‘Historic’: America Reads the Bible kicks off in nation’s capital with Patricia Heaton, Candace Cameron Bure

A host of well-known voices within the Christian community kicked off a week-long reading of the Bible Saturday night in the nation’s capital as part of what organizers described as a historic…

A host of well-known voices within the Christian community kicked off a week-long reading of the Bible Saturday night in the nation’s capital as part of what organizers described as a historic observance taking place in the same year the nation celebrates its 250th birthday.

“America Reads the Bible” continues through Saturday, April 25, at the Museum of the Bible in Washington, D.C., where participants are publicly reading Scripture from Genesis to Revelation each day from 9 a.m. to 9 p.m. Eastern. The observance is being streamed live on Great American Pure Flix.

Patricia Heaton helped launch the event Sunday with a public reading of Genesis 1-2. The week-long schedule includes some 500 readers, with each hour also featuring roughly 10 minutes of musical worship.

Candace Cameron Bure, along with Cameron and BJ Arnett, are the national spokespersons.

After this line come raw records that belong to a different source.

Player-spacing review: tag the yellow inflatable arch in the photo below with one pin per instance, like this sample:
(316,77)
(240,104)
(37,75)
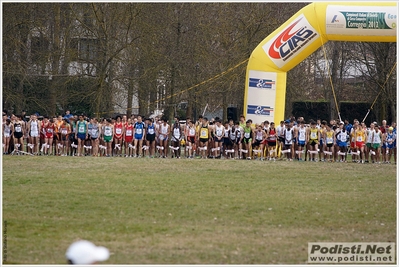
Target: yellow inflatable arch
(300,36)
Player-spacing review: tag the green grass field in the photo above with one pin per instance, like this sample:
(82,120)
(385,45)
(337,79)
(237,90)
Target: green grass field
(170,211)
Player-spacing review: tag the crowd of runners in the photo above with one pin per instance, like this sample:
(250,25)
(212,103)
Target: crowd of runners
(293,139)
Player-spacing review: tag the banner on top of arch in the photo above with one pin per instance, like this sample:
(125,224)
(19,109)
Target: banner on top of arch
(361,20)
(261,95)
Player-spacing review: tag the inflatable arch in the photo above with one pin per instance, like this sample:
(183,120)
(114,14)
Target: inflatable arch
(300,36)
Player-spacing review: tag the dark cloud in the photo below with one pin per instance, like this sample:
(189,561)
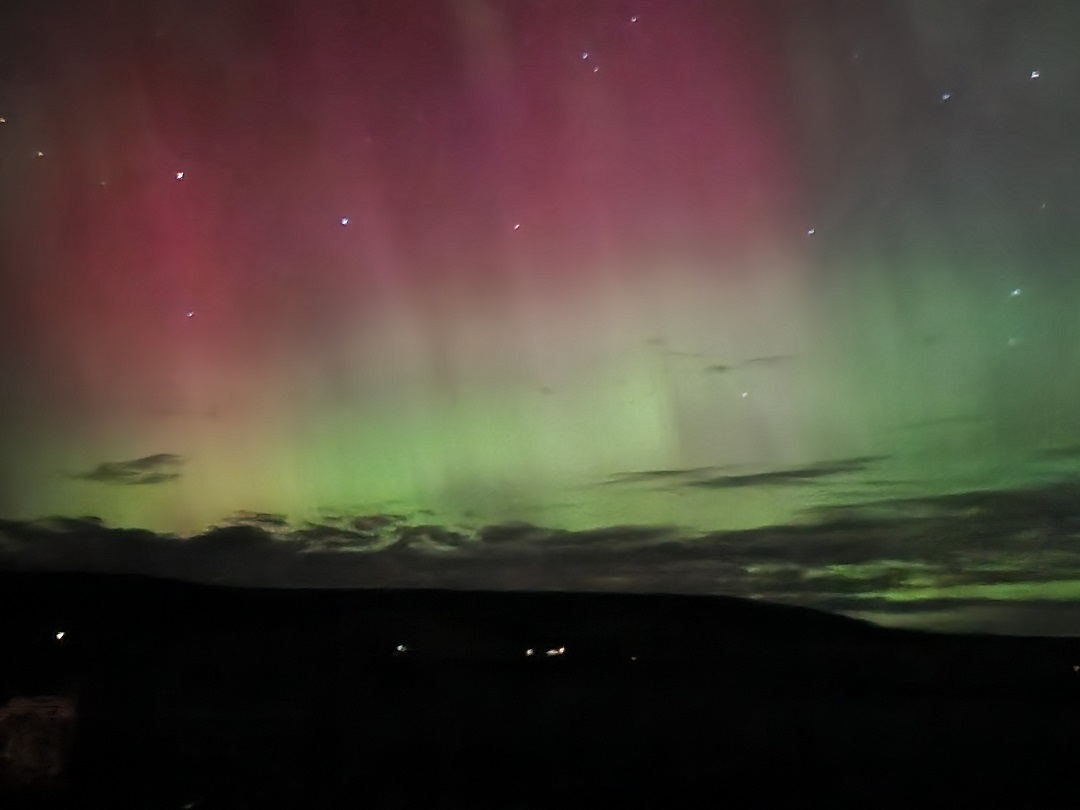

Bure labeled the event “historic.”

“Use this moment – don’t just let it be an event that happens in Washington, D.C.,” Bure said during the opening service. “Let it be something that happens in your life and in your home.”

Other participants throughout the week include filmmakers such as Stephen Kendrick (War Room) and Dallas Jenkins (The Chosen), political figures including President Trump via a pre-recorded reading, and singers such as Colton Dixon and John Cooper (Skillet). 

“I’m so thankful for God’s Word – because it’s crazy times right now,” Heaton said. “But we know how it ends, so we stand on that.”

Mike Johnson, who read from Genesis 24, said during Saturday’s opening service that America’s strength rests on God’s favor.

“Psalm 11:3 says that if the foundations be destroyed, what will the righteous do? We are here to defend and restore the foundations,” Johnson said Saturday to applause.

“We live and we are so blessed to live – we do not take it for granted – in the most free, most successful, most powerful, most benevolent nation that has ever been, because we are built upon those firm foundations,” Johnson said.

Bure said she grew up a Christian but developed a hunger for God’s Word when she became a mom.

“I held my daughter in my arms, and I looked at her and I thought, ‘What am I going to teach her about God?’”

Bure said she started praying, “God, help me desire Your Bible. Give me a hunger for Your Word.”

“And God has certainly given me that desire.”

The Bible, she added, “has absolutely changed my life.” She read Genesis 6-8 during her portion Sunday.

“The Bible is the greatest love story you will ever read and know in your entire life,” she said. “The Bible is not a relic. It is not archaic, it is not ancient. It is living and active.”